Evaporation (red) increases post-fire at both sites due to a
reduction in albedo and vegetation cover, whereas precipitation (blue) remains
the same and initial transpiration (green) decreases, but recovers over
time. Site 2a shows higher δ18O and an increase in
concentrations of solutes including SO4 and K (lime) due to
evaporation and slow increase in transpiration due to vegetation recovery,
with cumulative water balance (CWB) remaining the same. While Site 1a shows
higher δ18O in response to increased evaporation and a decline
in solute concentrations in response to increased discharge and a decrease
in transpiration and removal of nutrients from the surface and subsurface.
However, since SO4 and K are from biomass-sourced ash, the tuart tree
above this site acts as a source of increased SO4 and K. Discharge
increased immediately (blue). But the drip became inactive 1 year after
the fire due to an increase in evaporation, which outweighed the reduction
in transpiration (green), leading to depletion of the near-surface reservoir
feeding Site 1a and an inactive drip site.

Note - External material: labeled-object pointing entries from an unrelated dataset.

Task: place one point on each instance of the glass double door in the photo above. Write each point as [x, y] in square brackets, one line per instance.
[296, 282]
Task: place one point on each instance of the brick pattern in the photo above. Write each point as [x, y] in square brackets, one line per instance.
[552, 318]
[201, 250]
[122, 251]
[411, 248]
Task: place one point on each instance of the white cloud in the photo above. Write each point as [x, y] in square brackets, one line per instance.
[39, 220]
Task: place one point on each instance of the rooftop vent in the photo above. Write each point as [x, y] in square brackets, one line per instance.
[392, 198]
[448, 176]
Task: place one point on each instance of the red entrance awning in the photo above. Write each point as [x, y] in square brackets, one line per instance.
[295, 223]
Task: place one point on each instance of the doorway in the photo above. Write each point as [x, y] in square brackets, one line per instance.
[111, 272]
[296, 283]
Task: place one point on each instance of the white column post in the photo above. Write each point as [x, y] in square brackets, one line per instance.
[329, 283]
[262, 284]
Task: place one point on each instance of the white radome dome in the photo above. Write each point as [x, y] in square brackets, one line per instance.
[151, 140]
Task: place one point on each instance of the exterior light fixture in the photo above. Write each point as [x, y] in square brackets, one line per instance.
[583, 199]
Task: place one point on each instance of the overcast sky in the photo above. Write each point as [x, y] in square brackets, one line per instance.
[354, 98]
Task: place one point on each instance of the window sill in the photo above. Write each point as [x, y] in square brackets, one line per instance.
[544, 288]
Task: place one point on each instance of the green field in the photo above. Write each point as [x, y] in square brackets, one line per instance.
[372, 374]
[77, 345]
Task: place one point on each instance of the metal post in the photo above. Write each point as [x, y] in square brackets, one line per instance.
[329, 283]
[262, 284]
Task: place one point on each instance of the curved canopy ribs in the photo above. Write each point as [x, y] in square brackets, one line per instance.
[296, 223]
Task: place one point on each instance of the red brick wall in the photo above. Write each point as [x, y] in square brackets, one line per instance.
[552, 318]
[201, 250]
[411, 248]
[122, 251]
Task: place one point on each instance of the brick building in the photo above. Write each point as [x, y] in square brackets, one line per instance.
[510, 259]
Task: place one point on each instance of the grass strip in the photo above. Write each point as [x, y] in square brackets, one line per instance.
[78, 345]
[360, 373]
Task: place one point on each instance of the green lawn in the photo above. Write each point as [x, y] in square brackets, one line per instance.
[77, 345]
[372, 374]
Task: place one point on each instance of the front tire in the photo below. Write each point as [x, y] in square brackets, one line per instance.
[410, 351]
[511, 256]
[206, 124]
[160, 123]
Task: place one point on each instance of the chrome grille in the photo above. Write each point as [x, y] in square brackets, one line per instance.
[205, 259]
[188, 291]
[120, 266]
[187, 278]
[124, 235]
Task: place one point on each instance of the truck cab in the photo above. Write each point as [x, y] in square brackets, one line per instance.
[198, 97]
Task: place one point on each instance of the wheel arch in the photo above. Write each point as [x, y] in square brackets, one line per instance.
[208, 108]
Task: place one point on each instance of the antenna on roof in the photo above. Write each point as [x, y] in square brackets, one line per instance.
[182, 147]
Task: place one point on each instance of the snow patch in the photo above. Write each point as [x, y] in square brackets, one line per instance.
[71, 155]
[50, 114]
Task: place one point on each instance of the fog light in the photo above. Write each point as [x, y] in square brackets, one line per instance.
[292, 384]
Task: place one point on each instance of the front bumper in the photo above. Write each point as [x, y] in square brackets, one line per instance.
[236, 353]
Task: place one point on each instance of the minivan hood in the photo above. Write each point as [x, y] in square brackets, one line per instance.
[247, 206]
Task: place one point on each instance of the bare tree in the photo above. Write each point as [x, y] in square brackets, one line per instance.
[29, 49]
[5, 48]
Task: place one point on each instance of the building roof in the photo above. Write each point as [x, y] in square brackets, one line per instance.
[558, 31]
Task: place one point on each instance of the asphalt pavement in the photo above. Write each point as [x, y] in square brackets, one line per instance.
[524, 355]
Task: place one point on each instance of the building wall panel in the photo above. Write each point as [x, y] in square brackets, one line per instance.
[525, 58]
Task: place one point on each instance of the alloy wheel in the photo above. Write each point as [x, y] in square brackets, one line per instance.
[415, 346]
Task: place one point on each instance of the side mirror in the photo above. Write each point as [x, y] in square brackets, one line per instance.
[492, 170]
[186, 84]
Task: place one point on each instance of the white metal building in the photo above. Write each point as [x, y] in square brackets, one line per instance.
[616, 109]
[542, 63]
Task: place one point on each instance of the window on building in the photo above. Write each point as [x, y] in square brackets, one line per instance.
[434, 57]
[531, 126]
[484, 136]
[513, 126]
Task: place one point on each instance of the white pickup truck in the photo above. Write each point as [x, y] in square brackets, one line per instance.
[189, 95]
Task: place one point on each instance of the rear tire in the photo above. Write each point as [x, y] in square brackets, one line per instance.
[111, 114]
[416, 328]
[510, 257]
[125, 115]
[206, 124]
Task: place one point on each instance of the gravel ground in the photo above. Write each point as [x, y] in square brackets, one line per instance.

A second mechanism influencing post-fire Ca concentrations may be the
addition of plant ash (Yusiharni and Gilkes, 2012a) and highly soluble CaO
(produced by the burning of exposed surface rock to the fire; Yusiharni and
Gilkes, 2012b). Further, it is possible that the Ca decline may also reflect
a decrease in Ca being leached post-fire that may have followed an earlier
spike in Ca concentrations from the above. The extent to which each process
is affecting the Ca concentration is difficult to assess in our data,
especially since our monitoring did not commence until 6 months after the
fire, and processes such as PCP and the addition of Ca from plant ash are
difficult to constrain.
We now consider other carbonate metals (Mg and Sr) at Site 1a to further
constrain our interpretation. We find Mg and Sr decline by
∼ 30 % (in terms of relative concentration). Thus, it is likely that the same
process affecting Cl is also affecting Mg and Sr, i.e. dilution, a
decline in leaching of biomass-sourced ash, or some combination of both. Ca
concentrations decline by a relatively larger amount (75 %) suggesting
that additional processes are specifically affecting Ca. The rise in Mg/Ca
at Site 1a strongly suggests that the remaining portion of the Ca decline
may be attributed to PCP (Fig. 5a).
At Site 2a, a rising trend, reflects the concentration of solutes due to a
rise in post-fire evapotranspiration, evidenced by increasing
δ18O and Cl, evaporation of near-surface water stores (Fig. 2f–h), and possibly, to some extent, an increase in transpiration
from vegetation recovery for Cl (Treble et al., 2016). Additionally, Ca
concentrations also show a quasi-seasonal response, interpreted from the
Mg/Ca time series to be driven by PCP, possibly due to seasonal P- AET
(supported by similar seasonality in dripwater δ18O; Fig. 2c)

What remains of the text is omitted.